The industry should refuse to work with these uncanny figures, which plagiarise the performances of generations of actors
What is scary about “Tilly Norwood”, the new AI-generated screen star created by the digital studio Xicoia, and launched in a pre-emptively ironic comedy video mocking the soulless unoriginality of AI, is how very convincing it looks in all its girl-next-door cheerfulness. I was expecting something like those Stepford-Wife AI language tutors that crop up on your Instagram feed, promising to practise German or Spanish or French with you. But it has to be said: “Tilly” is like an iPhone 17 making those faces look like a Nokia brick. It is not on screen for long and perhaps vanishes just before you sense something’s off, but as things stand, “Tilly” doesn’t look obviously less real than many of the performers who appear on screen today.

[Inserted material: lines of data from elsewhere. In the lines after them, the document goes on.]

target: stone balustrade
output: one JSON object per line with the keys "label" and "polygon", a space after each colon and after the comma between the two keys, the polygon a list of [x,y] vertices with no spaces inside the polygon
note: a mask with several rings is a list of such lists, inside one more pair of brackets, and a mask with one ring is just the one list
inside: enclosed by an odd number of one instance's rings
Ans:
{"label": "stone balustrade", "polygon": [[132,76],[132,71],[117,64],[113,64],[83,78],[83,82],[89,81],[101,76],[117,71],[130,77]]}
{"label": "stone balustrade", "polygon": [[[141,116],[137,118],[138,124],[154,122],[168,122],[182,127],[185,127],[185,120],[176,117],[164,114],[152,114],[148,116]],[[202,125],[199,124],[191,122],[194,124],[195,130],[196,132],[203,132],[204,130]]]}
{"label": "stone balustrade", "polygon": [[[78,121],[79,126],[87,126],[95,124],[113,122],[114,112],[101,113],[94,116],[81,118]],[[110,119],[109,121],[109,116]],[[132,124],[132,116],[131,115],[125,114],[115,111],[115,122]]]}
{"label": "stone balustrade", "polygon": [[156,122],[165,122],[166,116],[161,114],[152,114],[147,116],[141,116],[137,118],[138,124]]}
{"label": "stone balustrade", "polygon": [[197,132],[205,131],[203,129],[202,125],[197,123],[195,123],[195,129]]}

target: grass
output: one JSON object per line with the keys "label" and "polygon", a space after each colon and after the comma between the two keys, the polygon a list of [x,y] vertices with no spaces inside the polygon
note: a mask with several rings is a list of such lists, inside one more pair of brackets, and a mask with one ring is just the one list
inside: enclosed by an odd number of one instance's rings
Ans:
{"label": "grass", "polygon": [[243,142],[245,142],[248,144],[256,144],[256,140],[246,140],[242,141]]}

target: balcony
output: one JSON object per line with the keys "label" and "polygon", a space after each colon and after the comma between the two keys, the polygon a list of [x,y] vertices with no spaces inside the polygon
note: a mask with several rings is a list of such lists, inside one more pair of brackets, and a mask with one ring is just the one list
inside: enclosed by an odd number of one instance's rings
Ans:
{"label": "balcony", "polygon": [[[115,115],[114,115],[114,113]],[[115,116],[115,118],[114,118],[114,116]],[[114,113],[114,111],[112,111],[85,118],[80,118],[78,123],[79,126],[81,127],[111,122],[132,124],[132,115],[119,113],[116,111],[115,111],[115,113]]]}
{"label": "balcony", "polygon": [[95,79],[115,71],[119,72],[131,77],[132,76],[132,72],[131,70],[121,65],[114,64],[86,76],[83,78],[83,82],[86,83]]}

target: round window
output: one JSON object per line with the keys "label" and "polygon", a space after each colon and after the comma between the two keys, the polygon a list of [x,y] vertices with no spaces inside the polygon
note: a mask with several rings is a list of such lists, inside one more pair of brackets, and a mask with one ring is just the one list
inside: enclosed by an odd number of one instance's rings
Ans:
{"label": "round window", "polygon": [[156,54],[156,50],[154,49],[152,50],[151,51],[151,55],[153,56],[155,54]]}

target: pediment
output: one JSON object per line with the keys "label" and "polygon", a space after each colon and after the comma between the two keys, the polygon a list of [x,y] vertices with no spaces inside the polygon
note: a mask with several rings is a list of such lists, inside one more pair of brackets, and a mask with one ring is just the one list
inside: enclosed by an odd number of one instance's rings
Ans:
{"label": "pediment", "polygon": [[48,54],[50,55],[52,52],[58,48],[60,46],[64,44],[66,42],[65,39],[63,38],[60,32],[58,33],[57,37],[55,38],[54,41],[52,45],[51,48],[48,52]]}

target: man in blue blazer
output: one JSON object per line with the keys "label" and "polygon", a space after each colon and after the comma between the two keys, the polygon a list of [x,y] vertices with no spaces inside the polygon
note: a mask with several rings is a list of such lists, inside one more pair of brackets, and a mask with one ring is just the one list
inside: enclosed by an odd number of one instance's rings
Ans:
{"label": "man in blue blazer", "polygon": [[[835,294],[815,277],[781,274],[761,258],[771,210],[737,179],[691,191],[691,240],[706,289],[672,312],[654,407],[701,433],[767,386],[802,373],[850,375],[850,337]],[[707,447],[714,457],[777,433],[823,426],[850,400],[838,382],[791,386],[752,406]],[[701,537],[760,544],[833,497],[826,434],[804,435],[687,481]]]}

It is not merely that the technology which creates these unreal figures gets relentlessly better and better – the creators of “Tilly” have in effect plagiarised a million style and performance touches from legions of actors who once sweated real blood to make a success of them. It’s also that the aesthetics of real-world performance and writing are themselves getting more and more programmatic, blandifying downwards to meet the robot’s existence halfway and create a seamless uncanny-valley context in which it can thrive. It is not merely a question of the aesthetics of female beauty (created by an overwhelmingly male army of coders and tech bros), but an aesthetics of everything on the screen.